Assassin's Creed Unity & Black Flag work for me with the newest experimental and the mapping looks fine, i.e. triggers have their own actions assigned and don't affect camera. FC Primal indeed doesn't pick up controller at all.

I have a few more input fixes queued up for Proton that need more polish and testing (the area is exceptionally brittle) and most likely will be in the next experimental. I'll check them with Primal and if that doesn't work I'll put in on my list of things too look at when I'm done with my current tasks.

If you want to look at those things yourself good place to start is to trace rawinput / dinput / setuapi / xinput calls and check how the values differ from what you would get on Windows. Getting traces from the game on Windows using dll hooking / API Monitor are often helpful.

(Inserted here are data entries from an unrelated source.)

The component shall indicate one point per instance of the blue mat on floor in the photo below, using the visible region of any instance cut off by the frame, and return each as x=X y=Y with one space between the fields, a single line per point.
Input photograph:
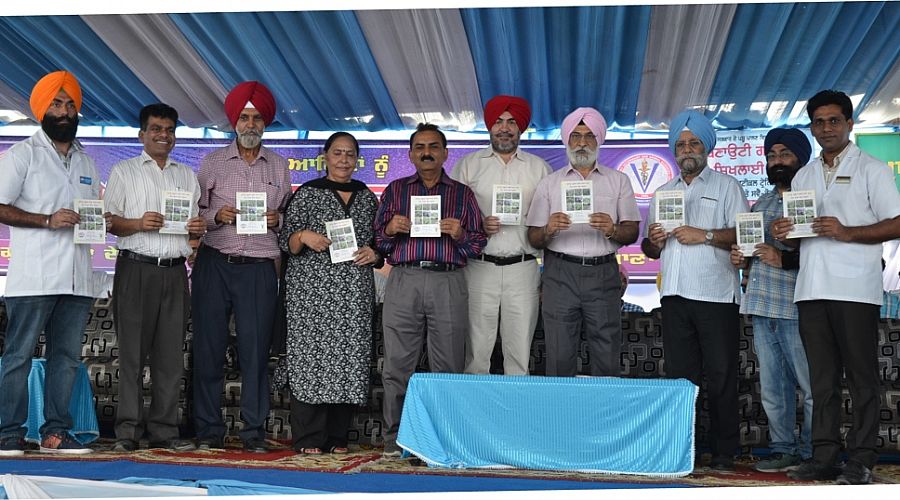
x=320 y=481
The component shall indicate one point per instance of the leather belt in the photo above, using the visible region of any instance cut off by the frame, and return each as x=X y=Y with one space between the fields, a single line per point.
x=235 y=259
x=429 y=265
x=584 y=261
x=156 y=261
x=505 y=261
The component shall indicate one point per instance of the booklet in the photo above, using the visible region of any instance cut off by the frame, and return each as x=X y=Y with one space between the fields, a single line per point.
x=176 y=212
x=251 y=218
x=343 y=240
x=669 y=209
x=92 y=226
x=800 y=207
x=577 y=199
x=426 y=216
x=750 y=231
x=507 y=204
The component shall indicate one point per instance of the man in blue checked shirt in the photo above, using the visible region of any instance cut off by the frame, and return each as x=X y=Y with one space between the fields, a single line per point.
x=769 y=300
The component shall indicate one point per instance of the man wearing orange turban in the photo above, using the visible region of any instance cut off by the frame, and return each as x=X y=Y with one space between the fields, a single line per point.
x=235 y=270
x=50 y=280
x=506 y=277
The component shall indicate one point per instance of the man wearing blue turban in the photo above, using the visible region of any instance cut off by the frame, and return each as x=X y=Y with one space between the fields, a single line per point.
x=700 y=288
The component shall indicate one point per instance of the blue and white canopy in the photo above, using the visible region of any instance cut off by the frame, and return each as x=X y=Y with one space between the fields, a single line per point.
x=745 y=65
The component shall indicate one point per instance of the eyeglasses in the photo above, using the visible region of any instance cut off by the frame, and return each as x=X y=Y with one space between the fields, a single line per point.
x=819 y=123
x=576 y=137
x=693 y=143
x=786 y=154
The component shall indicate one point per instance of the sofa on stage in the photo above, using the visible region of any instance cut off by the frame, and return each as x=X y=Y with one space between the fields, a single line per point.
x=641 y=357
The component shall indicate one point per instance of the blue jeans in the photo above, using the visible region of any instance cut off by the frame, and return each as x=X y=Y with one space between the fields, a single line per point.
x=782 y=368
x=62 y=318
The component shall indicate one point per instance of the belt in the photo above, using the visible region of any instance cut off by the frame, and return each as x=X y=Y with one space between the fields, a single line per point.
x=235 y=259
x=429 y=265
x=584 y=261
x=156 y=261
x=505 y=261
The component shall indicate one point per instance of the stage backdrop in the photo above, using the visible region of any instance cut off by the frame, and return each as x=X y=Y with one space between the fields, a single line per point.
x=648 y=163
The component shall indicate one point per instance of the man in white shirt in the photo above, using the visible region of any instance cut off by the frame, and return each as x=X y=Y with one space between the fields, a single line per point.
x=700 y=288
x=151 y=301
x=49 y=282
x=838 y=291
x=504 y=281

kakra commented 3 years ago

@ivyl I can confirm that latest Proton Experimental (and probably some previous versions, I didn't test those games in a while) completely fixes AC:Unity and AC:Black Flag.

FC Primal still doesn't detect the controller despite my hacky work-around: https://github.com/ValveSoftware/Proton/issues/4579

So I found that some games simply use the first controller only they detect (e.g., Batman Arkham Knight) - and that was my HOTAS. Others seem to query just all controllers at once and that fires bogus axes values from the HOTAS (with the throttle being a camera axis). That may explain some more odd behavior. Excluding those from Proton for most games already fixes a lot of issues.

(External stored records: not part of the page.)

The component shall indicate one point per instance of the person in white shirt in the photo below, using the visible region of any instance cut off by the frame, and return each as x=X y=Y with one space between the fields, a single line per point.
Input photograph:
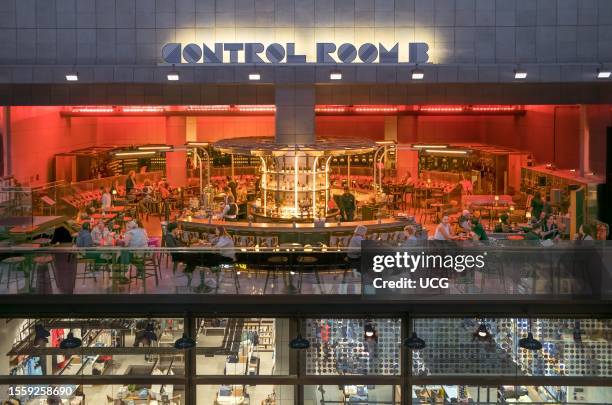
x=443 y=230
x=106 y=200
x=100 y=234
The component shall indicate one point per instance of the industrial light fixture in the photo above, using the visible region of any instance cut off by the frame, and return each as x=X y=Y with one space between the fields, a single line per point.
x=146 y=336
x=135 y=153
x=482 y=333
x=40 y=335
x=299 y=343
x=603 y=73
x=520 y=74
x=447 y=151
x=417 y=74
x=414 y=342
x=173 y=75
x=70 y=342
x=369 y=331
x=185 y=342
x=72 y=76
x=155 y=147
x=529 y=342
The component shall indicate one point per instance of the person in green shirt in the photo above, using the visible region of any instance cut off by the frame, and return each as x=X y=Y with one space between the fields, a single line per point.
x=347 y=207
x=478 y=229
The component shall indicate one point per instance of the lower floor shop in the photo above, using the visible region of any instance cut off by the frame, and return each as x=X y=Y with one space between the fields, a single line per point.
x=232 y=361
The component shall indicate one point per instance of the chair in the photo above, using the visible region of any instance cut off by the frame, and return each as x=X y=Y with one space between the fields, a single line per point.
x=14 y=264
x=43 y=264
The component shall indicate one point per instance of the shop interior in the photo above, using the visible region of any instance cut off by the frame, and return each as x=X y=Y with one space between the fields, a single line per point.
x=232 y=347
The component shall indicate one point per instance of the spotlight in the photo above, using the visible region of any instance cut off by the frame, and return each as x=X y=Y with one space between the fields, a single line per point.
x=335 y=75
x=70 y=342
x=41 y=335
x=72 y=76
x=369 y=331
x=173 y=75
x=184 y=343
x=529 y=343
x=417 y=74
x=482 y=333
x=520 y=74
x=299 y=343
x=146 y=336
x=414 y=342
x=603 y=74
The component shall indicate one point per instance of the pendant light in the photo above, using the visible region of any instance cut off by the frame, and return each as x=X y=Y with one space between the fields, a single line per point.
x=529 y=342
x=299 y=342
x=40 y=335
x=414 y=342
x=70 y=341
x=482 y=333
x=184 y=343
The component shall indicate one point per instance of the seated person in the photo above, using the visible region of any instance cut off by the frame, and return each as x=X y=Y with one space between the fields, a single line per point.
x=464 y=221
x=549 y=229
x=410 y=234
x=478 y=230
x=84 y=237
x=100 y=234
x=230 y=211
x=443 y=230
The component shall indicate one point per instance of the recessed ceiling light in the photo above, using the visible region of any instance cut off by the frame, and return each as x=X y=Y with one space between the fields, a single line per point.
x=603 y=74
x=520 y=74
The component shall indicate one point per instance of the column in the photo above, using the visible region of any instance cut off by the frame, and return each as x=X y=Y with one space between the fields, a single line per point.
x=295 y=114
x=176 y=162
x=585 y=139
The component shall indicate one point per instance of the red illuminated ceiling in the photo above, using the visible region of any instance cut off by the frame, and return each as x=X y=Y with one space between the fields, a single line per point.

Maybe Proton xinput should only report controllers as gamepads that have the BTN_GAMEPAD in its evdev profile? It doesn't make sense to report ordinary joysticks as xinput devices: xinput is for 6-axis 10-buttons controllers only.

For FC Primal, it seems that it only works when the controller reports as the original Xbox 360 controller but I'm not sure if it compares by name or by VID/PID. I found several reports in different forums which seem to confirm that: People reported that it worked when the controller was connected via USB, others with non-original Xbox 360 controllers were successful with using x360ce to emulate their controller as a Xbox 360 wired controller. So these may be hints you may want to be looking into. I think with Proton being open source, and supporting more games already that even Windows 10 no longer supports, it's a perfect place to have some game-specific quirks to force some odd behavior on a per-game basis. Proton already does this in multiple places, so why not for input?

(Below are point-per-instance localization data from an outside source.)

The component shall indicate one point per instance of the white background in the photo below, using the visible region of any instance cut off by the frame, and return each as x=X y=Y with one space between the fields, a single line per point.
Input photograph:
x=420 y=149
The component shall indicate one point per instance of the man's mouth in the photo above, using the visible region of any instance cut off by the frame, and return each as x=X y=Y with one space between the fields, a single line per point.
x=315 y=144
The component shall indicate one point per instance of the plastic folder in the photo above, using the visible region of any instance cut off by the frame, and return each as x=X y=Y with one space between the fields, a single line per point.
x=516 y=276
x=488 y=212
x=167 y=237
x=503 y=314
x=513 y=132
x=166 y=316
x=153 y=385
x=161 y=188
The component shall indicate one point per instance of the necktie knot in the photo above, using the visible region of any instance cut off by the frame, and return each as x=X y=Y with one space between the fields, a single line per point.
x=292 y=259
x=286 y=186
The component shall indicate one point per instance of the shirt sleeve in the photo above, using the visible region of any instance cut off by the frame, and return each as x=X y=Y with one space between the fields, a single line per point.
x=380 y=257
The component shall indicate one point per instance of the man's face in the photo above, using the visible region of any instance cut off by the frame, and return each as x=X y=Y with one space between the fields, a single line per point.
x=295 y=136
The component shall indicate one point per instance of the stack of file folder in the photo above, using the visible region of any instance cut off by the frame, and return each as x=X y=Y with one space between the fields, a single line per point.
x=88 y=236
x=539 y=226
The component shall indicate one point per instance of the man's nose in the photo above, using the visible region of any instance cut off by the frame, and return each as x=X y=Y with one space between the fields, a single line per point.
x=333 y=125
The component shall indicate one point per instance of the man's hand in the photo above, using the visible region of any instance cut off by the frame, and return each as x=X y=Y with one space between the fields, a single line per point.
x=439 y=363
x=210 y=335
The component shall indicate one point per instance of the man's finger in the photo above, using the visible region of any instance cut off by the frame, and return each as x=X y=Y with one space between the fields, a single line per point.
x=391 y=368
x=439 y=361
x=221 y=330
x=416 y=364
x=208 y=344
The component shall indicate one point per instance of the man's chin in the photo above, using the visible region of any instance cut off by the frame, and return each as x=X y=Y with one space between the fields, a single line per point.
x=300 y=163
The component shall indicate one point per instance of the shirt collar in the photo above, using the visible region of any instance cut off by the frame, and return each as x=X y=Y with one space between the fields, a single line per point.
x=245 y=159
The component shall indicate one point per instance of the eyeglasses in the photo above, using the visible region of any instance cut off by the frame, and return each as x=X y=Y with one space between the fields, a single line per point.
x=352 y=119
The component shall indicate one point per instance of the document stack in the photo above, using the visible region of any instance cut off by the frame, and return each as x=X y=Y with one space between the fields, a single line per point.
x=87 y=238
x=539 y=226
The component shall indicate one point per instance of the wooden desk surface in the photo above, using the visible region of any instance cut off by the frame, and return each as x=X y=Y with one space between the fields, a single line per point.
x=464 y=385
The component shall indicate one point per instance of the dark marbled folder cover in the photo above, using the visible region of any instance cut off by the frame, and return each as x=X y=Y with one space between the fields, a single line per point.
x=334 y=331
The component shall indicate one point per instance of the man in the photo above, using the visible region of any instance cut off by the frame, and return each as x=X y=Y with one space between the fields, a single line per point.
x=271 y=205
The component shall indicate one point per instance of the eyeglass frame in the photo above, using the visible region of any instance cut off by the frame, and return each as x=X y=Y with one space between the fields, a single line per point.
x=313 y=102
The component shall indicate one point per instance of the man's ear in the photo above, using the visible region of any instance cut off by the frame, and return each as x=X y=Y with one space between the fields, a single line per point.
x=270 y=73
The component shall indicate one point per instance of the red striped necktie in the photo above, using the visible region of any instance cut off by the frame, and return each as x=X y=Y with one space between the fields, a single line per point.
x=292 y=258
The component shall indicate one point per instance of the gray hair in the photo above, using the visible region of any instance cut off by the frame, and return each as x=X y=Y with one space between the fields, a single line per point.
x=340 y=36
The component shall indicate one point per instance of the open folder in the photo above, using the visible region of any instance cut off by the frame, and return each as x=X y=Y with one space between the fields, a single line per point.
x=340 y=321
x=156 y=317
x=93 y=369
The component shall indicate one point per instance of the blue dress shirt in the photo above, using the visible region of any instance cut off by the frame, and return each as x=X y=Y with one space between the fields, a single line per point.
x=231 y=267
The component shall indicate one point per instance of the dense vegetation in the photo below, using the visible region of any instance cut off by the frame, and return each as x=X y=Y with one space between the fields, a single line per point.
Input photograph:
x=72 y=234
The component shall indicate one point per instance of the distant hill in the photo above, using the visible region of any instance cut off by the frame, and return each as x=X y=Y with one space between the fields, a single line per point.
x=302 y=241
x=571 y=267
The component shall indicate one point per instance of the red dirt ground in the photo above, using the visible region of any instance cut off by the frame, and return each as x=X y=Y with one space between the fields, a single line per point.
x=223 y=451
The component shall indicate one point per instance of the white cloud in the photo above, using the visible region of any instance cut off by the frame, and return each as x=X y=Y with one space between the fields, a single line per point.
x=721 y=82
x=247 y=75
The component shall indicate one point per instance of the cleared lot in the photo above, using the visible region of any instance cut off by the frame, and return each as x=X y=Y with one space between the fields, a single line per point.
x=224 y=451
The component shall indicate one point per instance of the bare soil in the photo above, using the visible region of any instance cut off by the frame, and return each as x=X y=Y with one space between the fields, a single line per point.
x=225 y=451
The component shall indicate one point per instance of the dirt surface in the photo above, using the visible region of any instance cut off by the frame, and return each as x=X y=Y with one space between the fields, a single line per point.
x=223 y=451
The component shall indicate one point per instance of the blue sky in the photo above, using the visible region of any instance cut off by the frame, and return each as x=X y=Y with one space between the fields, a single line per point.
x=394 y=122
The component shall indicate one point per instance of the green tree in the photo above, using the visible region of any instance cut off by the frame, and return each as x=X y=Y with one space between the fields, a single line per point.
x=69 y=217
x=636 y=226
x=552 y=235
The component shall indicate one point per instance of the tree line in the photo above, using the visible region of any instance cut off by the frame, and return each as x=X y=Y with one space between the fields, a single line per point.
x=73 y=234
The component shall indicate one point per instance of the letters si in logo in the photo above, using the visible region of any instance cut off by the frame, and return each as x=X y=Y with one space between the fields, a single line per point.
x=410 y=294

kakra commented 3 years ago

Latest Proton games should fix re-detection completely. If it doesn't work, it should be reported upstream to Proton for each particular game, it's most likely not an xpadneo issue if the controller was detected once but not later again within the game when re-attached.

Is the original report still an issue?

no-response[bot] commented 3 years ago

This issue has been automatically closed because there has been no response to our request for more information from the original author. With only the information that is currently in the issue, we don't have enough information to take action. Please reach out if you have or find the answers we need so that we can investigate further.